Among snow clad mountains and deodar trees.

When Kashmir smelt of rosewood pine,

And not of military men in line,

Silencing the uproar of those who speak,

Of Azaadi and a free Kashmir.


The empty streets and closed tin shutters,

Reminisce of a time when there was more than just the hustle,

Of crushed newspapers,

In cul de sacs,

When laughter lines decorated the visage.

And everyone at large,

Was not veiled in grotesque masks and facades.


The sight of young children standing in a file,

Their voices hushed and bodies so fragile.
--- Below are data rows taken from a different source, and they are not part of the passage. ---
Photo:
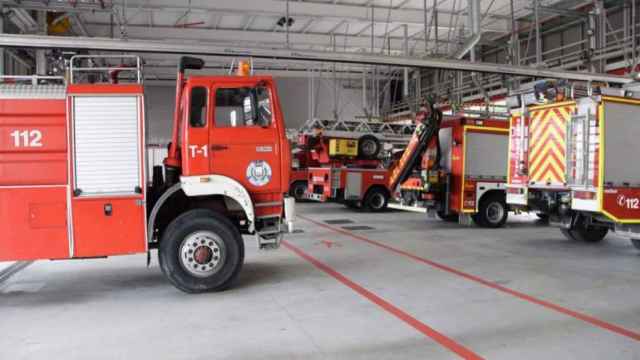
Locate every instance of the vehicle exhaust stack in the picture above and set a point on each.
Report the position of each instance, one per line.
(185, 63)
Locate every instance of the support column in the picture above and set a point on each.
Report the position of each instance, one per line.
(41, 60)
(536, 12)
(405, 50)
(364, 90)
(2, 52)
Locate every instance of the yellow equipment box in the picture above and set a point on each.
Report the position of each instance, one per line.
(343, 147)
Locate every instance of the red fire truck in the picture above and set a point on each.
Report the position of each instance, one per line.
(73, 179)
(370, 186)
(344, 143)
(574, 160)
(462, 175)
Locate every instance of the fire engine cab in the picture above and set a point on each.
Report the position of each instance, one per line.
(573, 159)
(461, 176)
(74, 182)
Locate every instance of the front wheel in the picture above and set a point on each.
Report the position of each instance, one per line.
(376, 200)
(451, 217)
(298, 189)
(201, 251)
(492, 212)
(585, 233)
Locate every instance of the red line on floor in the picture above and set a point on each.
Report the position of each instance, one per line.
(387, 306)
(577, 315)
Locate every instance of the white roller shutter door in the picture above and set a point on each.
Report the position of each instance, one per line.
(107, 144)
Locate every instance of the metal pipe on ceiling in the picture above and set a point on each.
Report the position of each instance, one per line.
(170, 47)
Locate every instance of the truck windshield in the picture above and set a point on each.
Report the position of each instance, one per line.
(245, 106)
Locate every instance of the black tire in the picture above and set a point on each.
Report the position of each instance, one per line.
(581, 231)
(212, 234)
(376, 200)
(492, 212)
(568, 234)
(543, 216)
(298, 189)
(588, 234)
(409, 198)
(351, 204)
(451, 217)
(369, 147)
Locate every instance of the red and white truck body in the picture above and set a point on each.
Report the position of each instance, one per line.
(575, 161)
(345, 184)
(469, 178)
(74, 181)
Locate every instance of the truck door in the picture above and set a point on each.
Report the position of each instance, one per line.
(107, 170)
(244, 137)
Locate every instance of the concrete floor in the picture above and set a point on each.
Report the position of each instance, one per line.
(408, 288)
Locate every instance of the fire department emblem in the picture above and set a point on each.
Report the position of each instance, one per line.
(259, 173)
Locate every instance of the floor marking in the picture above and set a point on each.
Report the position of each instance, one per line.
(577, 315)
(13, 269)
(387, 306)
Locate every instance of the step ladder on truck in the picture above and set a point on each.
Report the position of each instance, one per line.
(355, 143)
(74, 184)
(573, 160)
(461, 176)
(371, 187)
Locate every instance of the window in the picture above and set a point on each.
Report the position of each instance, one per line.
(198, 110)
(246, 106)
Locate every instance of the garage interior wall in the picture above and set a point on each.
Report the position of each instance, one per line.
(294, 96)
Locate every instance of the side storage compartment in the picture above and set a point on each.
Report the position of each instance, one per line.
(33, 173)
(108, 202)
(619, 167)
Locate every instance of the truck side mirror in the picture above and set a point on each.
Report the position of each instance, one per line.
(190, 63)
(264, 113)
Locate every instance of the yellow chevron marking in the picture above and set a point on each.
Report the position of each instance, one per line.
(546, 141)
(545, 156)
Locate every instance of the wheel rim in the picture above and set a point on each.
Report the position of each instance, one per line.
(202, 253)
(299, 191)
(495, 212)
(377, 201)
(369, 148)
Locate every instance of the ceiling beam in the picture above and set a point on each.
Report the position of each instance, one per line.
(297, 9)
(181, 47)
(249, 37)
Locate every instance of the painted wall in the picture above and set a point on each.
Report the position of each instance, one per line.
(294, 97)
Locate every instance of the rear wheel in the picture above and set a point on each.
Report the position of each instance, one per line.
(492, 212)
(351, 204)
(585, 233)
(298, 189)
(543, 216)
(451, 217)
(376, 200)
(201, 251)
(369, 147)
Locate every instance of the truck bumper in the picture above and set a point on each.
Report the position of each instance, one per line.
(289, 213)
(314, 197)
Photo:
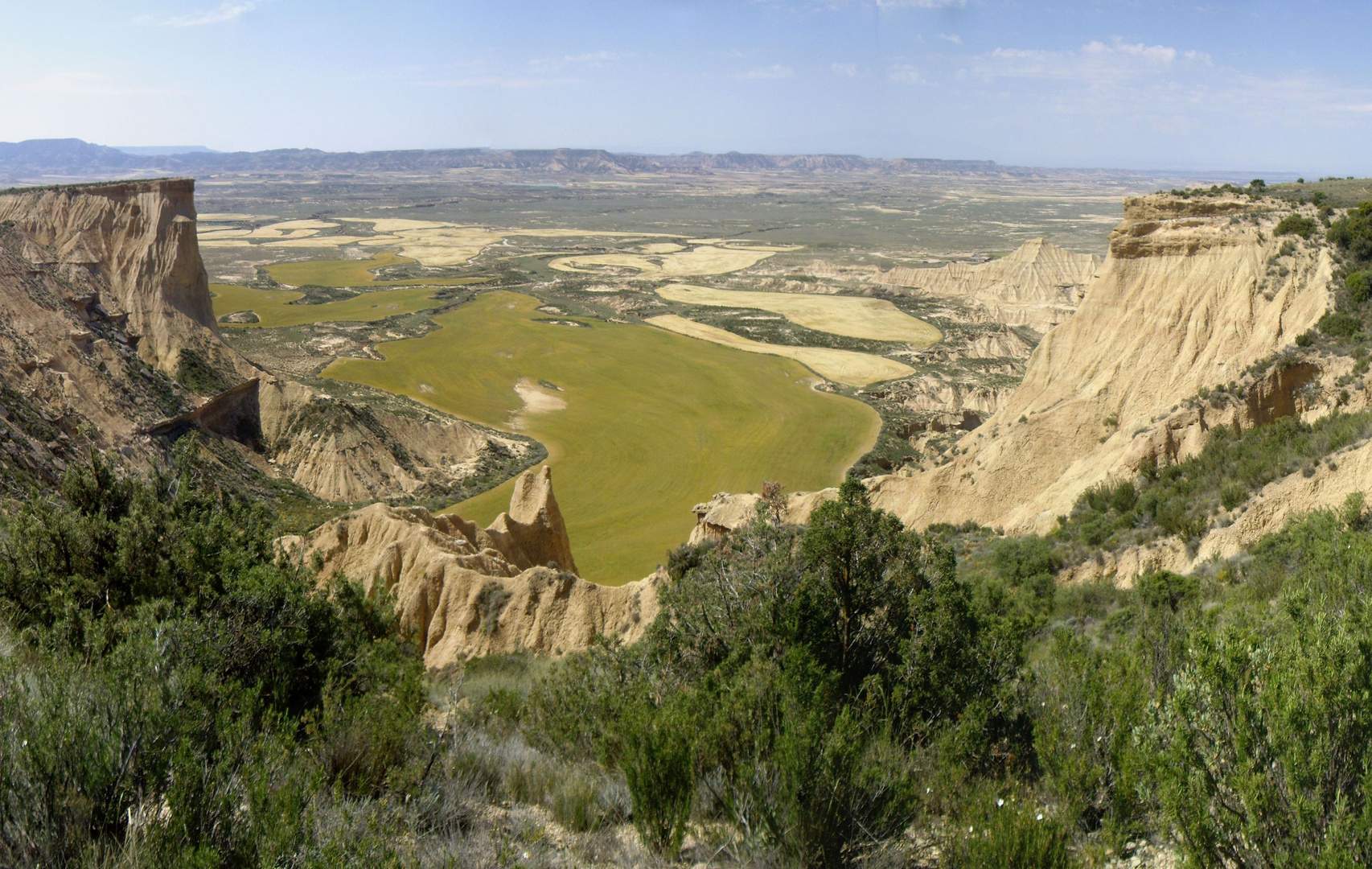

With stones in their hands they silently croon,

"Allahu Akbar" in their prayers at noon.

Their mothers desperately wish to see,

Their two year olds smiling with glee.

Their twelve year olds running kites,

Smothering lambs in starry nights.


Their twenty year olds with a youthful stride,

A peaceful life,

Guided by purpose,

And not a vengeful fight,

Over the attainment of a piece of land that everyone calls theirs,

From neighbouring nations, fellow countrymen, political leaders and their heirs.


For a soil this worshipped and rightfully so,

There are quite a few of those we know.

Who'd want to live their lives,

Not in stark terror of men in disguise,

Constantly probing them to sin,

Against a people who are their next of kin.


Their clandestine concoction of bloody wars,

Does nothing to solve a problem,

That has long since been called,

Unfathomable,

By the virtue of its cause,

But mostly by men who do not wish to absorb,

That Kashmir revels in the magnificence of Chinar,

Standing high and might tall,

And not in the religious walls,

So unabashedly drawn,

Under which so many have mourned,

The demise of a love long gone.


Their ailing sentiments continue to jeer,

When humanity pleads me to simply,

want to hear,

That the land of Santoor which enamours us by its charm,

Is a confluence of three great religions

Hinduism, Buddhism and Islam.


The endowment of the sobriquet of paradise,

Should be incentive enough to rid ourselves of the cardinal vice

Of greed,

Of vicious wants we so conveniently call needs.

For a paradise incessantly dealt in bloodshed and grime,

Ceases to enchant and stands demolished and atrociously undivine.